Da sempre quindi, chi ha voluto osservare a fondo si è reso conto che le espressioni del volto rimandano a qualcosa di profondo che si muove nell’animo.
Si tratta poi di valutare se ne nascano caratteristiche fisiognomiche stabili o passeggere: un modo di affrontare il mondo può “scolpirsi” sul viso, o apparire e scomparire seguendo le tensioni e le emozioni del momento. In questo modo, a fianco delle tradizionali “tipologie” di nasi, bocche, occhi, esistono molte significative sfumature. “Il corpo e il volto – scriveva alla fine del ‘700 Georg Christoph Lichtemberg – esibiscono una complessa trama di segni storico-naturali prodotto dalle sferzate del destino, dalle avversità della vita, dall’indole, dalle abitudini…”.
Segnali sommessi
Qui parlaimo del volto e del suo linguaggio segreto in quanto è, forse, la parte del corpo meno semplice da decifrare. Difficilmente ci rendiamo subito conto di come accavalliamo le gambe o incrociamo le braccia, se ci sediamo in punta di sgabello o se ci mettiamo comodi in poltrona, se teniamo le mani in tasca o le agitiamo parlando: semplicemente non ci facciamo tanto caso, mentre chi osserva può notarlo facilmente. Nel corpo i movimenti involontari (peraltro assai indicativi di come siamo e di cosa proviamo in quel frangente) scattano prima che la mente li riconosca e li possa, se vuole, bloccare. Per il volto il discorso è diverso: è situato vicino al piano mentale e quindi alla coscienza e alle funzioni di controllo e, di conseguenza, la sua mimica è più gestibile e pilotabile. Serve allora un po’ più di attenzione da parte di chi osserva, dei riferimenti più articolati e un po’ più di esercizio.
I simboli del volto diviso nelle sue tre parti
La regola di fondo tramandataci da molte Tradizioni del passato afferma che il volto riassume le caratteristiche di tutto il corpo, è una sorta di unità nell’unità. E a sua volta, come il corpo, è divisibile in una parte alta, una mediana e una bassa dal significato simbolico peculiare.

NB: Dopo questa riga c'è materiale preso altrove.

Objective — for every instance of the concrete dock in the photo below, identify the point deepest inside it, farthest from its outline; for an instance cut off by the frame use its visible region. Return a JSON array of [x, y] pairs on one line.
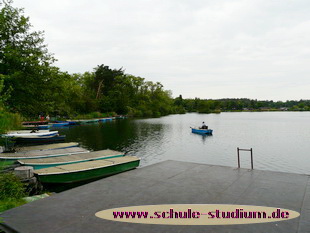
[[169, 182]]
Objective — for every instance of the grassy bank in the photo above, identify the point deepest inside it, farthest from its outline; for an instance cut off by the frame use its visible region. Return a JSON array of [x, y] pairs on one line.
[[9, 121], [12, 190]]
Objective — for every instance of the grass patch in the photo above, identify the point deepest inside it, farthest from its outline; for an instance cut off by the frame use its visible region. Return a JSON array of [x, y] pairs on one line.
[[10, 203], [12, 190]]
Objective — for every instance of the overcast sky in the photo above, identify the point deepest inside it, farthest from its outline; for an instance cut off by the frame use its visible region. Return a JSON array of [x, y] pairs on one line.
[[257, 49]]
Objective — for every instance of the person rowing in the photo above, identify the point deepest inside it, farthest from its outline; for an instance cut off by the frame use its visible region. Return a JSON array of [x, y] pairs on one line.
[[204, 126]]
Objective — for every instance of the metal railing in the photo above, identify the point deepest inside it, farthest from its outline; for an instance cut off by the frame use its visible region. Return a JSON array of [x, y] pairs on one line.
[[251, 150]]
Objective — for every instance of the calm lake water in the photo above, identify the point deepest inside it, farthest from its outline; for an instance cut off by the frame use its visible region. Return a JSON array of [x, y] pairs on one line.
[[280, 140]]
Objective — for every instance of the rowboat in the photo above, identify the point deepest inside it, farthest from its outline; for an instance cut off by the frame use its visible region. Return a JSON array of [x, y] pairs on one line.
[[41, 140], [59, 124], [44, 126], [31, 134], [47, 147], [73, 122], [70, 159], [105, 119], [71, 173], [202, 131], [42, 154], [27, 131]]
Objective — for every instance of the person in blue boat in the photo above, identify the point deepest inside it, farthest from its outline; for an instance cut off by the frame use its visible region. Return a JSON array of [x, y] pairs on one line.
[[204, 126]]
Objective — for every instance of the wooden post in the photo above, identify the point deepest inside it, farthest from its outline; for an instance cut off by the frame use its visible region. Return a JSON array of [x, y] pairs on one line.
[[238, 157], [251, 158]]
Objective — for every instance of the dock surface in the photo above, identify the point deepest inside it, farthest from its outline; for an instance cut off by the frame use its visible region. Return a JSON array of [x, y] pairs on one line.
[[168, 182]]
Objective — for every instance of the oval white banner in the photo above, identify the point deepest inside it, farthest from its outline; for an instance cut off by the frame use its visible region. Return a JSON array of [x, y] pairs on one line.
[[198, 214]]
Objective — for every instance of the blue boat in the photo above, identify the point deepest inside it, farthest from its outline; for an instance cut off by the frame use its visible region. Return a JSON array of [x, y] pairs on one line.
[[202, 131]]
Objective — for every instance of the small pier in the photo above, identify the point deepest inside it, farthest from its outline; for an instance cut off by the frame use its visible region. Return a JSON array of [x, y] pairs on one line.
[[168, 182]]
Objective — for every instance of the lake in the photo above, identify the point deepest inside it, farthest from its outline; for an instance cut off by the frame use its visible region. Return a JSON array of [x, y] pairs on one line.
[[280, 140]]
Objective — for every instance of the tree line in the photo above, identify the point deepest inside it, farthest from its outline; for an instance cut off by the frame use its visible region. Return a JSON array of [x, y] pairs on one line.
[[244, 104], [30, 83]]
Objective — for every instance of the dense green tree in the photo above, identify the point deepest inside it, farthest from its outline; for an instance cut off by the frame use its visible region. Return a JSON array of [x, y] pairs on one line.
[[25, 64]]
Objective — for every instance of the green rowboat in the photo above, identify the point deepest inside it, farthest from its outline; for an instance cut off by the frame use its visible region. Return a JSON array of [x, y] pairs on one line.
[[70, 159], [87, 170], [47, 147], [42, 153]]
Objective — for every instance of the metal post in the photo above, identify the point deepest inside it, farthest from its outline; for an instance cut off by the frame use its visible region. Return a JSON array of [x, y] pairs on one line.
[[238, 157]]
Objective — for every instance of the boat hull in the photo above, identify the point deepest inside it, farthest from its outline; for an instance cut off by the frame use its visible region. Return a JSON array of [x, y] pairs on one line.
[[20, 134], [41, 140], [47, 147], [90, 174], [202, 131]]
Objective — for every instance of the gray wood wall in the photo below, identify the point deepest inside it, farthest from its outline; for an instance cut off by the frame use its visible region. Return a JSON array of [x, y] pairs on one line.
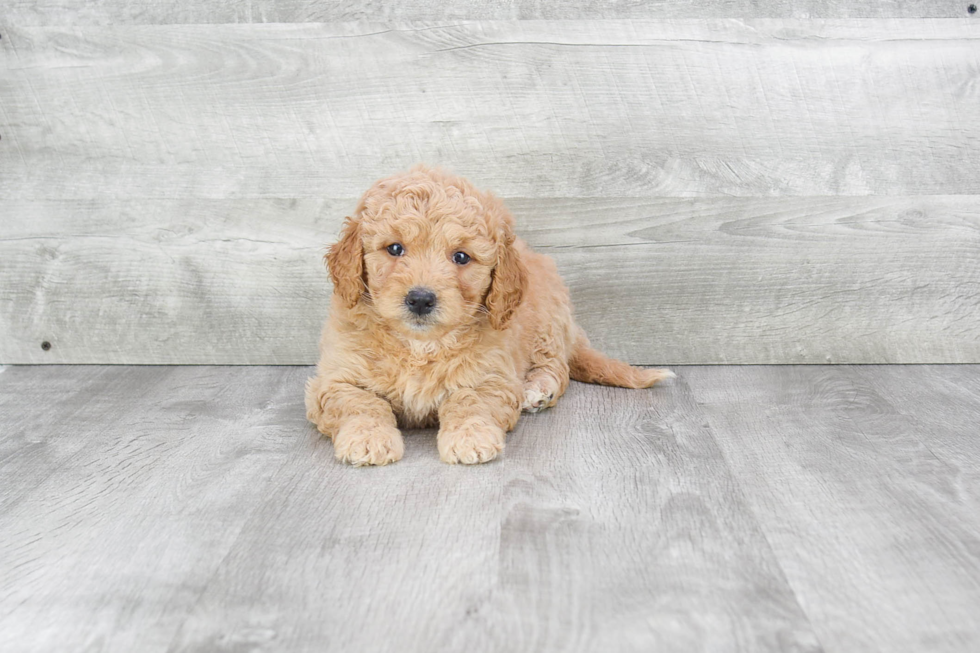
[[720, 182]]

Parte alta: da fronte e occhi, esame e giudizio
Il mondo “del pensiero e coscienza” trova il suo corrispettivo simbolico nella fronte e nella parte alta del volto. La fronte è il luogo della riflessione, delle preoccupazioni e dei dubbi: chi la pone in primo piano fa del ragionamento il proprio stile di approccio al mondo. In particolare gli occhi sono il territorio dello sguardo, dell’osservazione: rimandano a un modo di rapportarsi alla vita dove l’analisi della realtà circostante è un “sine qua non”: l’esame e il giudizio passano di lì.
Parte mediana: guance e naso sede di emozioni
Ci troviamo nel mondo delle guance e del naso e si tratta della parte che, secondo la medicina cinese, meglio di ogni altra esprime la nostra capacità emotiva e affettiva: amore, disperazione, rabbia. Sono tre esempi di emozioni che si manifestano bene in quello spazio. E poi siamo in presenza del naso e quindi dell’olfatto, da cui dipende la nostra capacità di “annusare l’aria che tira” attorno a noi e di orientarci. Più che col ragionamento però, lo si fa col fiuto e le sensazioni e le emozioni che in quei frangenti ci animano.

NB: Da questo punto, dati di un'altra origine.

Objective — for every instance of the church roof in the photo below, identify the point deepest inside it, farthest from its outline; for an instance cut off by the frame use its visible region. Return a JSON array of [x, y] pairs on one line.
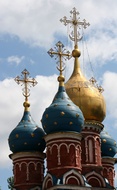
[[62, 114], [27, 136]]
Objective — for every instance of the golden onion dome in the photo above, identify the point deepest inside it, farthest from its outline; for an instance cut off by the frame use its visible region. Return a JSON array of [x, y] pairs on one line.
[[85, 94]]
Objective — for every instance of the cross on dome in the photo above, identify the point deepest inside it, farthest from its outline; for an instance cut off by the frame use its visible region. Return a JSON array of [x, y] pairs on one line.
[[26, 81], [60, 52], [75, 23]]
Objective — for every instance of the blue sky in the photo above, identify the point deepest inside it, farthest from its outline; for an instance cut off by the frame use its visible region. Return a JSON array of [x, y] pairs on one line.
[[28, 29]]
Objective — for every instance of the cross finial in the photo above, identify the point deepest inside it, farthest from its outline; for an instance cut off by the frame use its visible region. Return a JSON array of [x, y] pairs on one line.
[[60, 52], [27, 82], [75, 23]]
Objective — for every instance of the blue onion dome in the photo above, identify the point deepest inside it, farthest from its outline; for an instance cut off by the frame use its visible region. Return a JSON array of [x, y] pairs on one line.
[[108, 145], [27, 136], [62, 114]]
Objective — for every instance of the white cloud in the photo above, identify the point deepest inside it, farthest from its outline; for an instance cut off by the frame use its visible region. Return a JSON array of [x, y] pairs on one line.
[[110, 93], [15, 59], [37, 22]]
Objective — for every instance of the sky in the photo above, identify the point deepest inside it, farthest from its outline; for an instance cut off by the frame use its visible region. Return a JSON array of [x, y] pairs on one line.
[[28, 29]]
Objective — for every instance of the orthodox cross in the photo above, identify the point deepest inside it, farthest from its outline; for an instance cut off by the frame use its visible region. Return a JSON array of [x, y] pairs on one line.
[[75, 23], [26, 81], [60, 53]]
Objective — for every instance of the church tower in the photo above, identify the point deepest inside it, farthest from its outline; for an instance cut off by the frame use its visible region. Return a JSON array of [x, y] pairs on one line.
[[79, 153], [27, 145], [88, 96], [62, 122]]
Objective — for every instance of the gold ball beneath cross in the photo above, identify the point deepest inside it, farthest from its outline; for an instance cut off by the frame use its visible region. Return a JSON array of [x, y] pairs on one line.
[[26, 104], [61, 78], [76, 53]]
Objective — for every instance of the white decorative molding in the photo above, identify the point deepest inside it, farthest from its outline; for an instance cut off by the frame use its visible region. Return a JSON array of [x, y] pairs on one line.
[[46, 180], [98, 177], [74, 174], [76, 145], [63, 135]]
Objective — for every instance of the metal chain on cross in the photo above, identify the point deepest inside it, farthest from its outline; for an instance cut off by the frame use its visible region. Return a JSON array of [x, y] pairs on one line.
[[76, 24], [60, 53]]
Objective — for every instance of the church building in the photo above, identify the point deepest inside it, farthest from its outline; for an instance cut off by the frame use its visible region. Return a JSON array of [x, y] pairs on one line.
[[72, 143]]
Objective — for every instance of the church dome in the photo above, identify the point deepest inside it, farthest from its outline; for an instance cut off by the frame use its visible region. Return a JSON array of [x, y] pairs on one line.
[[27, 136], [108, 145], [85, 94], [62, 114]]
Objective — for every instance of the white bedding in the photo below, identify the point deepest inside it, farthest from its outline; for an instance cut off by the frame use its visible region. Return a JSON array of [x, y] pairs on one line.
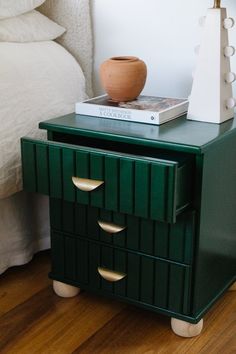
[[38, 81]]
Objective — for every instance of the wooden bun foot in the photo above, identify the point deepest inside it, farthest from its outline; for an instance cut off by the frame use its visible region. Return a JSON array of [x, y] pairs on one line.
[[186, 329], [65, 290], [233, 287]]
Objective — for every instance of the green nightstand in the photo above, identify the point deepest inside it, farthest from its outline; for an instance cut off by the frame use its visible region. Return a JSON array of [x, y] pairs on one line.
[[142, 213]]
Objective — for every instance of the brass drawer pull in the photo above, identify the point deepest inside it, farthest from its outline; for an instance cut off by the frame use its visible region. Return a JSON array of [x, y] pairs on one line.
[[85, 184], [110, 275], [110, 227]]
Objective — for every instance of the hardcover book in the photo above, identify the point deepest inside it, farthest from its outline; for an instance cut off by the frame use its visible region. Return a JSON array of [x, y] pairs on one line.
[[145, 109]]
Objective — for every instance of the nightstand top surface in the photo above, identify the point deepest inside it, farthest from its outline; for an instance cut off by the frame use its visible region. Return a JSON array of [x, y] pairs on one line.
[[179, 134]]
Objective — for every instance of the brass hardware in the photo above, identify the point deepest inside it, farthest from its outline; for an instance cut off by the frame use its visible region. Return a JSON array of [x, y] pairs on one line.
[[110, 227], [110, 275], [85, 184], [217, 4]]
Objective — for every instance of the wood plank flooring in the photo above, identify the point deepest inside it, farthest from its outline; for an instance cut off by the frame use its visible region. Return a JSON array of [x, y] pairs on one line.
[[34, 320]]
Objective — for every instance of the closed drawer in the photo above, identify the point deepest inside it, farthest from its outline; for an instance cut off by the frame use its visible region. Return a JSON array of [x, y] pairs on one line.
[[159, 239], [142, 279], [141, 186]]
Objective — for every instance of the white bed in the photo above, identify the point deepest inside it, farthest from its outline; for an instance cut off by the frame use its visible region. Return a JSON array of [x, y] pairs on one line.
[[42, 81]]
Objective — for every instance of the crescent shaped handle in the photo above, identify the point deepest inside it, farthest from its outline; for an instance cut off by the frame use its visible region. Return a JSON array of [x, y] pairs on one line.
[[110, 227], [85, 184], [217, 4], [111, 275]]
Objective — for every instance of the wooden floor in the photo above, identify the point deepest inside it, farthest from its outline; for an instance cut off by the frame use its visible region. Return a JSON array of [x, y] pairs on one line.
[[34, 320]]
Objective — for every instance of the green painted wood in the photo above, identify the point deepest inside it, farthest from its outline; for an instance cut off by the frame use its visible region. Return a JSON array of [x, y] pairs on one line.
[[106, 261], [112, 183], [215, 267], [190, 232], [42, 169], [133, 278], [82, 171], [70, 255], [68, 171], [147, 280], [57, 255], [81, 220], [68, 220], [97, 173], [105, 215], [161, 239], [177, 241], [161, 284], [93, 227], [179, 134], [94, 261], [120, 264], [142, 192], [138, 191], [56, 214], [126, 185], [170, 241], [146, 236], [176, 288], [82, 263], [119, 239], [28, 166], [55, 170], [133, 232]]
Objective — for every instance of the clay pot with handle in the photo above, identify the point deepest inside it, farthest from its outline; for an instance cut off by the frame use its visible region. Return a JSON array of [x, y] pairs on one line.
[[123, 78]]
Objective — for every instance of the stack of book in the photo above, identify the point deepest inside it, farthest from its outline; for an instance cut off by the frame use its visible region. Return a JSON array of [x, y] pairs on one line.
[[145, 109]]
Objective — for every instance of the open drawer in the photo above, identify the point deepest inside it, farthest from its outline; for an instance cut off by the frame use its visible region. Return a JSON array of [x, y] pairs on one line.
[[139, 185]]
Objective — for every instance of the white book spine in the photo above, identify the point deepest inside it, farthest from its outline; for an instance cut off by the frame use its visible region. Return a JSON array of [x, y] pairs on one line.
[[132, 115]]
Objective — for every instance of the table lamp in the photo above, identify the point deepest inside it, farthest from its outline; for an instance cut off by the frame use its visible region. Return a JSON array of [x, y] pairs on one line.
[[211, 98]]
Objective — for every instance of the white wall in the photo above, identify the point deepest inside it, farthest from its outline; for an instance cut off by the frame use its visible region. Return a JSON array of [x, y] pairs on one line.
[[161, 32]]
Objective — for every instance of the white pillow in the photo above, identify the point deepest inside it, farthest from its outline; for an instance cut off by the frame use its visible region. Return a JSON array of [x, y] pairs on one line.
[[29, 27], [10, 8]]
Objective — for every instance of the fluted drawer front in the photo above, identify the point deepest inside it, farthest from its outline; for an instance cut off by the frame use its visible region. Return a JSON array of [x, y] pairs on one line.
[[170, 241], [131, 276], [142, 186]]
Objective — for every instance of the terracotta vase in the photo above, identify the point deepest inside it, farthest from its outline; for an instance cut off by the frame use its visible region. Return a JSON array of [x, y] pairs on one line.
[[123, 78]]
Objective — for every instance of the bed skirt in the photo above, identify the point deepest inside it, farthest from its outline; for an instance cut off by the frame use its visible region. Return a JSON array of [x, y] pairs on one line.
[[24, 228]]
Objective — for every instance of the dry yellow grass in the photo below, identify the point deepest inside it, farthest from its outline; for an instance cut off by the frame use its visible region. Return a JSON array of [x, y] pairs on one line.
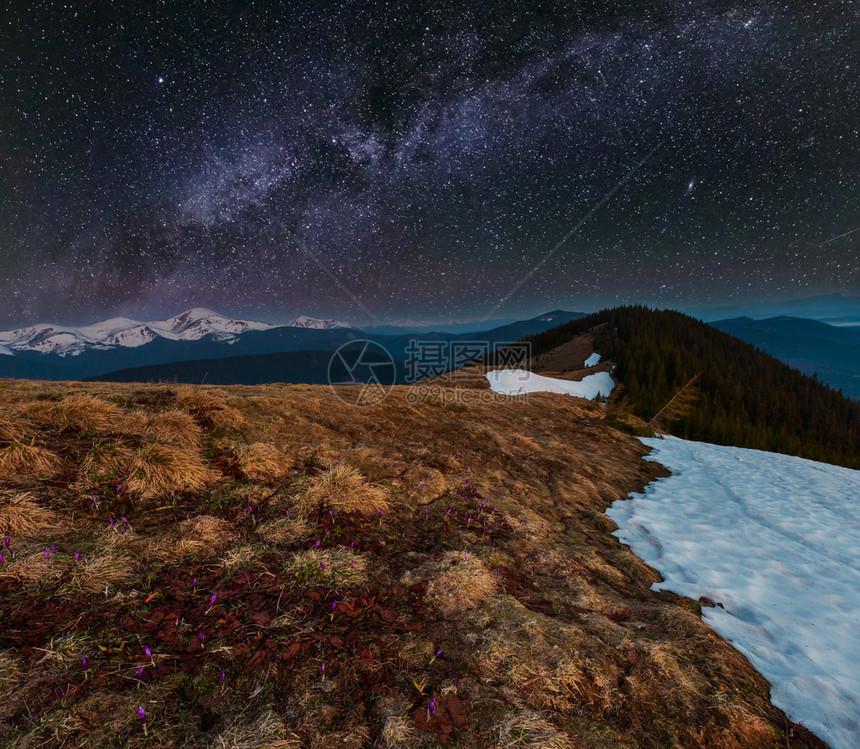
[[107, 456], [283, 530], [209, 409], [11, 431], [98, 571], [78, 411], [200, 535], [541, 660], [344, 489], [20, 460], [262, 461], [22, 515], [267, 732], [462, 582], [529, 730], [172, 427], [155, 470], [337, 568], [30, 567]]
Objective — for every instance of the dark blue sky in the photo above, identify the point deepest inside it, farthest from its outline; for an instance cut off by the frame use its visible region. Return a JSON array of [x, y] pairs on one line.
[[391, 161]]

Parte bassa: bocca e mento testimoni di piacere
Nella parte bassa del viso, la bocca e il mento si legano ad impulsi arcaici (la fame, l’aggressività…): si tratta di una parte legata a una dimensione profonda, agli istinti orali e della sessualità. Attraverso la bocca noi “sminuzziamo e mangiamo” il mondo e dunque con i denti raccontiamo tutta la nostra capacità di aggredire ciò che ci circonda mentre le labbra, la zona più erogena del corpo, parlano il linguaggio dell’eros e della suzione, il lato matura del piacere e quello bambino.